His cousin, Tebogo Matlhaba, also helped build a kraal for his cattle. Aspiring beef farmer, Khepi Shole, is the last member of the group. The farmers collaborate on aspects such as AI and other farming practices with the ultimate aim of making them all more profitable.
The members also share the costs of labour, semen and hormones used for synchronisation, which is about R350/cow per insemination.
The farmers know the area well and advise Basimane about inoculation programmes that are specific to different seasons. Both Belfast and Aubrey have herds that are more than 100-head strong.
According to Basimane, all members of the group are open to new farming ideas to bring about greater profitability, and are starting to sell cattle to feedlots, even if it is only a calf or two at a time.
Although working together has made life easier, the members of the group agree there is a need to train farmworkers to ensure that they acquire new skills.
Basimane says that he has been amazed by the help he has received from others, even outside the communal area. One incident in particular stands out: while he was transporting cows between Mahikeng and Coligny, his trailer overturned outside Lichtenburg.
After the accident, the cows made their way to the side of the road, but one animal was severely injured. The farmer, Gielie Nel, came to assist and herded the cattle onto his land where he kept them until Tebogo (Basimane’s cousin) arrived with another trailer some hours later.
Gielie then offered Basimane the use of his loading ramp and insisted on taking care of the injured cow, which he supplied with feed and water for a number of days. Unfortunately, the animal had to be put down.

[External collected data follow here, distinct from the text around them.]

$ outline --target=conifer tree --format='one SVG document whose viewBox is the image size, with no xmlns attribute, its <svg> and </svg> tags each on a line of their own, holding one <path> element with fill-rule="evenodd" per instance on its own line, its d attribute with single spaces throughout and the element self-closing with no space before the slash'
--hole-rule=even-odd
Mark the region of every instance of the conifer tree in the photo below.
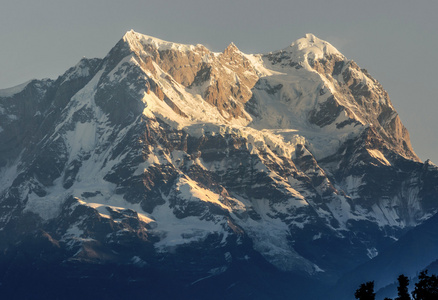
<svg viewBox="0 0 438 300">
<path fill-rule="evenodd" d="M 419 281 L 415 284 L 412 292 L 414 300 L 436 300 L 438 299 L 438 277 L 427 275 L 427 270 L 422 271 L 418 276 Z"/>
<path fill-rule="evenodd" d="M 354 293 L 354 297 L 359 300 L 374 300 L 376 293 L 374 293 L 374 281 L 362 283 Z"/>
<path fill-rule="evenodd" d="M 394 300 L 411 300 L 411 296 L 409 295 L 408 286 L 409 286 L 409 279 L 405 275 L 401 274 L 397 278 L 398 280 L 398 297 Z"/>
</svg>

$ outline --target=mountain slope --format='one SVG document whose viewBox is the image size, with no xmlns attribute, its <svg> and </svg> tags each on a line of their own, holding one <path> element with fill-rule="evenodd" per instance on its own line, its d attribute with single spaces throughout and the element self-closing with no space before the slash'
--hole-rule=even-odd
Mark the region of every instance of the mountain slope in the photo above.
<svg viewBox="0 0 438 300">
<path fill-rule="evenodd" d="M 0 121 L 8 266 L 35 235 L 24 256 L 55 266 L 185 285 L 245 261 L 331 283 L 437 211 L 438 171 L 387 93 L 311 34 L 248 55 L 130 31 L 104 59 L 0 92 Z"/>
<path fill-rule="evenodd" d="M 425 168 L 432 171 L 437 166 L 428 162 Z M 434 180 L 438 180 L 436 175 Z M 367 281 L 374 281 L 376 290 L 380 290 L 393 284 L 400 274 L 414 279 L 424 269 L 435 273 L 434 265 L 438 259 L 437 222 L 438 215 L 434 215 L 408 231 L 377 257 L 347 273 L 340 279 L 339 291 L 333 299 L 351 299 L 355 289 Z M 395 286 L 391 292 L 396 294 Z"/>
</svg>

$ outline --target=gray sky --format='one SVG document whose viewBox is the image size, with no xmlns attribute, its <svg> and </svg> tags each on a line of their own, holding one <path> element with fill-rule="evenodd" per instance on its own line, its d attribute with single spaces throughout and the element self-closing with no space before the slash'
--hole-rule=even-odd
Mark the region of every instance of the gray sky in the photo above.
<svg viewBox="0 0 438 300">
<path fill-rule="evenodd" d="M 56 78 L 137 32 L 222 51 L 333 44 L 389 92 L 421 159 L 438 163 L 436 0 L 2 0 L 0 88 Z"/>
</svg>

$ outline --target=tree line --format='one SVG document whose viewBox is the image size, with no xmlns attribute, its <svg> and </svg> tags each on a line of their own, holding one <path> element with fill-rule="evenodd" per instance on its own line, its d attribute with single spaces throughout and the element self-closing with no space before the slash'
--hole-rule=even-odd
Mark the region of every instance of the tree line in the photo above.
<svg viewBox="0 0 438 300">
<path fill-rule="evenodd" d="M 434 274 L 428 275 L 427 270 L 421 271 L 415 289 L 409 294 L 409 278 L 401 274 L 397 278 L 397 297 L 394 300 L 437 300 L 438 299 L 438 277 Z M 375 300 L 374 281 L 362 283 L 354 293 L 354 297 L 359 300 Z M 384 300 L 392 300 L 385 298 Z"/>
</svg>

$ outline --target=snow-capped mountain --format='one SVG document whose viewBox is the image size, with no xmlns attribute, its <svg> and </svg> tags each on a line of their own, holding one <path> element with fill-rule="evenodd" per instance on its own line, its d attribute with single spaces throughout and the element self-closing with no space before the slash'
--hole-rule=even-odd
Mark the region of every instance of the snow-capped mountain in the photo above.
<svg viewBox="0 0 438 300">
<path fill-rule="evenodd" d="M 0 91 L 3 281 L 116 264 L 187 293 L 274 272 L 310 295 L 434 215 L 437 176 L 383 87 L 312 34 L 250 55 L 130 31 Z"/>
</svg>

“He didn’t know me or even know if my cattle could bring diseases onto his farm. But he helped me,” Basimane recalls.
Theft has been one of the challenges faced by the group. Their camp fencing has been stolen and Basimane says it will be costly to erect new fences, especially as there is no guarantee that thieves won’t strike again.
Existing infrastructure in the area includes a crush, and the group’s members have joined forces to invest in new infrastructure.

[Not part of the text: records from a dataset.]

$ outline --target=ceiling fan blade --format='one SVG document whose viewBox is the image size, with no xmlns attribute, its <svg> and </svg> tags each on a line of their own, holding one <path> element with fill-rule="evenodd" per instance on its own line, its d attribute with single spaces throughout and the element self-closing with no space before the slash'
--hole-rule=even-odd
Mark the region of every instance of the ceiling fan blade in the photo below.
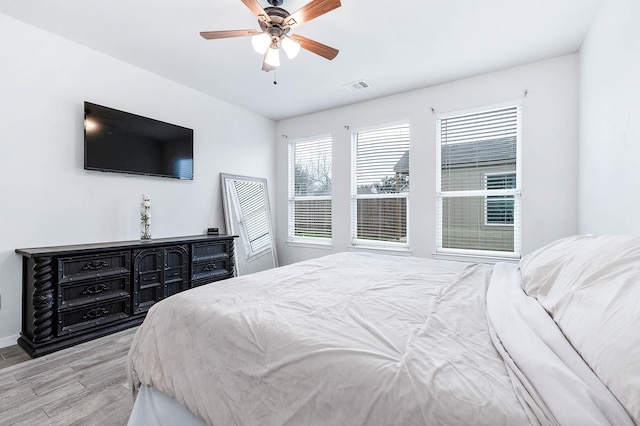
<svg viewBox="0 0 640 426">
<path fill-rule="evenodd" d="M 286 22 L 289 27 L 293 28 L 317 18 L 320 15 L 324 15 L 327 12 L 331 12 L 333 9 L 337 9 L 340 6 L 340 0 L 312 0 L 301 9 L 298 9 L 289 15 Z"/>
<path fill-rule="evenodd" d="M 258 34 L 257 30 L 227 30 L 227 31 L 201 31 L 202 38 L 207 40 L 216 38 L 244 37 Z"/>
<path fill-rule="evenodd" d="M 315 40 L 311 40 L 310 38 L 302 37 L 301 35 L 297 34 L 292 34 L 290 37 L 300 43 L 300 47 L 302 47 L 303 49 L 306 49 L 309 52 L 313 52 L 316 55 L 320 55 L 323 58 L 327 58 L 328 60 L 332 60 L 333 58 L 338 56 L 339 50 L 327 46 L 326 44 L 319 43 Z"/>
<path fill-rule="evenodd" d="M 253 12 L 254 15 L 258 17 L 258 19 L 265 22 L 271 21 L 271 18 L 269 17 L 269 15 L 267 15 L 267 12 L 264 11 L 262 6 L 260 6 L 260 3 L 258 3 L 258 0 L 241 0 L 241 1 L 242 3 L 244 3 L 245 6 L 247 6 L 251 10 L 251 12 Z"/>
</svg>

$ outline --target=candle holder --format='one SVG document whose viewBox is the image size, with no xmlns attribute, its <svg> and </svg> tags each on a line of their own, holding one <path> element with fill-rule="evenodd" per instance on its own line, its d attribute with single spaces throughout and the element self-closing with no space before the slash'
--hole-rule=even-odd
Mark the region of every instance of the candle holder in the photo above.
<svg viewBox="0 0 640 426">
<path fill-rule="evenodd" d="M 140 239 L 151 239 L 151 199 L 145 194 L 140 203 Z"/>
</svg>

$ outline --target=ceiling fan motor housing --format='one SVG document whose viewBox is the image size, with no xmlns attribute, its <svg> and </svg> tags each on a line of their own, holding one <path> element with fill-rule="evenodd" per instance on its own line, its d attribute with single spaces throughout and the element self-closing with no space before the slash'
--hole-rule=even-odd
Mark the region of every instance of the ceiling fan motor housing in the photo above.
<svg viewBox="0 0 640 426">
<path fill-rule="evenodd" d="M 271 6 L 282 6 L 283 0 L 267 0 Z"/>
<path fill-rule="evenodd" d="M 271 2 L 271 0 L 269 2 Z M 282 1 L 280 1 L 280 3 L 282 4 Z M 258 24 L 262 31 L 278 39 L 289 32 L 291 28 L 286 22 L 286 19 L 290 15 L 289 12 L 281 7 L 265 7 L 264 11 L 267 12 L 267 15 L 271 18 L 271 22 L 258 19 Z"/>
</svg>

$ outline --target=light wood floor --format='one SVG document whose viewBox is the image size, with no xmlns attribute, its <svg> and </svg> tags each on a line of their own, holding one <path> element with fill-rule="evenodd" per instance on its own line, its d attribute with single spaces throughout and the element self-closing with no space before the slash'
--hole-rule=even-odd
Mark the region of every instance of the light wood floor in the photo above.
<svg viewBox="0 0 640 426">
<path fill-rule="evenodd" d="M 125 360 L 135 331 L 34 359 L 5 349 L 14 365 L 0 369 L 0 425 L 126 425 L 133 398 Z"/>
<path fill-rule="evenodd" d="M 18 345 L 0 348 L 0 371 L 30 359 L 31 357 Z"/>
</svg>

“We invested in a JoJo tank and water pump, all sharing in the costs. We also bought a generator so we can pump water to kraals at night,” Basimane says.
The way forward
Basimane has joined the ARC’s beef improvement scheme, and receives assistance with keeping production records, weighing calves and recording growth.
For the moment, he plans to sell all bull calves born, but retain heifers to build herd numbers.
He will, however, use AI exclusively to ensure that he builds a good genetic base. His long-term goals include selling all his cows and investing in Bonsmara cows.
Ultimately, his wish is to own his own farm where he can be in complete control of production. Luckily, he has the full support of his wife, Sessy, and children, Loago and Tlotlo, who take an active role in farm activities.
Basimane tries to visit his cattle as often as possible. At the moment, a building on the property serves as shared accommodation for when he visits.
The members of the group also share responsibilities during the festive season, with some going on holiday, while others remain behind to tend to production needs.